It was the aquarium that sent Kit Parker down an unexpected path with his heart research. He was there with his daughter watching jellyfish pulsing through the water. The jellyfish, he realized, looked a lot like hearts pumping blood.
So he went back to his lab to build a jellyfish-inspired robot, powered by muscles made of living heart cells from a rat. The heart cells squeezed and relaxed, squeeze and relaxed, pumping water to propel the artificial jellyfish. It was a rat heart, radically simplified to its most basic function.

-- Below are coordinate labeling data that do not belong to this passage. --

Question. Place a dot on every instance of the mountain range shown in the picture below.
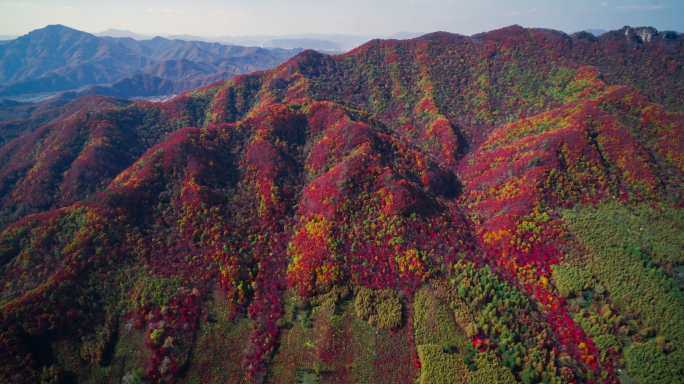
(57, 58)
(496, 208)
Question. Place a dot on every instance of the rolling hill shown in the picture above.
(57, 58)
(493, 208)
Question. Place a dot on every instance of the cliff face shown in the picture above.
(412, 210)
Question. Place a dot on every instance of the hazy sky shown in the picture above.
(362, 17)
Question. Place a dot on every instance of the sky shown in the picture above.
(357, 17)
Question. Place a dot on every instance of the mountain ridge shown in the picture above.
(59, 58)
(408, 211)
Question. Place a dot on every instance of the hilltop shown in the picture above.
(491, 208)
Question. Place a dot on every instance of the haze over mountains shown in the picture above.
(57, 58)
(496, 208)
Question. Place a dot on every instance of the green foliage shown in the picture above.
(571, 280)
(440, 366)
(625, 245)
(150, 290)
(646, 363)
(502, 314)
(433, 321)
(381, 308)
(489, 371)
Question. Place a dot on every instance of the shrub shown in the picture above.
(381, 308)
(571, 280)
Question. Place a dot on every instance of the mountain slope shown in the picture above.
(421, 210)
(58, 58)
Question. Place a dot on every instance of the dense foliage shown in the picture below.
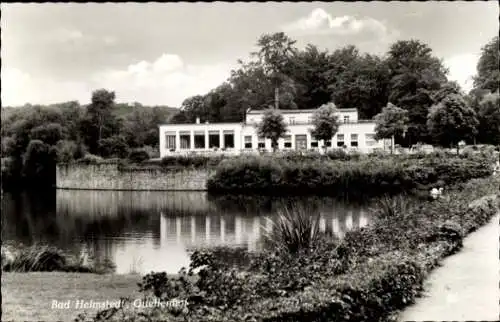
(391, 122)
(272, 126)
(367, 176)
(325, 122)
(452, 121)
(367, 276)
(35, 138)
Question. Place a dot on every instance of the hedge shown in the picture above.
(365, 177)
(368, 276)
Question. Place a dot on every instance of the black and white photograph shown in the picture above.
(250, 161)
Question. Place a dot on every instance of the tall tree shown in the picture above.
(488, 73)
(452, 121)
(273, 127)
(489, 119)
(308, 69)
(390, 123)
(326, 122)
(415, 74)
(100, 109)
(358, 81)
(276, 51)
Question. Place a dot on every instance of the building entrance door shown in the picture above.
(301, 142)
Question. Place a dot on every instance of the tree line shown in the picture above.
(409, 76)
(35, 137)
(406, 91)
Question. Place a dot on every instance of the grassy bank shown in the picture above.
(29, 296)
(365, 177)
(368, 276)
(43, 258)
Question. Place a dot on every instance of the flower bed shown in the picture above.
(365, 177)
(368, 276)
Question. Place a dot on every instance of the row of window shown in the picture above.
(214, 140)
(292, 120)
(301, 141)
(228, 141)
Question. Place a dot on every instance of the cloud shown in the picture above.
(167, 80)
(321, 22)
(462, 68)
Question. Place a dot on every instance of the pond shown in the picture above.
(154, 231)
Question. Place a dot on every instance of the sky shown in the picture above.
(163, 53)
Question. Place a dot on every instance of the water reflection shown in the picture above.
(145, 231)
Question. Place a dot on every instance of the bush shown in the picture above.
(67, 151)
(138, 155)
(370, 274)
(90, 159)
(195, 161)
(364, 177)
(294, 230)
(115, 146)
(44, 258)
(36, 259)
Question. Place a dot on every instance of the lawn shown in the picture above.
(29, 296)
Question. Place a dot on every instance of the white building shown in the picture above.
(242, 137)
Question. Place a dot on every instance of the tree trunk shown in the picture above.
(276, 98)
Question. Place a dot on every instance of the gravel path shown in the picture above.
(466, 287)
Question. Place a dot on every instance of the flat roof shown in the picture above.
(200, 124)
(300, 111)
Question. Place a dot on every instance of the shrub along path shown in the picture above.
(465, 287)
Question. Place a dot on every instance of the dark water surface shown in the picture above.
(153, 231)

Parker, a bioengineer at Harvard, has taken an unconventional approach to mimicking the human heart. On one hand, he’s a leader in the field of organs-on-chips, mimicking human organs in miniature to test new drugs and chemicals. His lab is out with a new paper in Nature Materials today showing a cheap and fast way to 3D-printed chips with heart cells growing on them.
Disease Biophysics Group
But he also has a more ambitious project: growing a whole living human heart—not for drug testing but for transplant. A new heart grown out of a patient’s own cells would do away with the immunosuppressant drugs transplant recipients have to take for the rest of their lives. And it would leapfrog the bulky mechanical hearts—made of plastic and metal—that patients waiting for transplants currently use.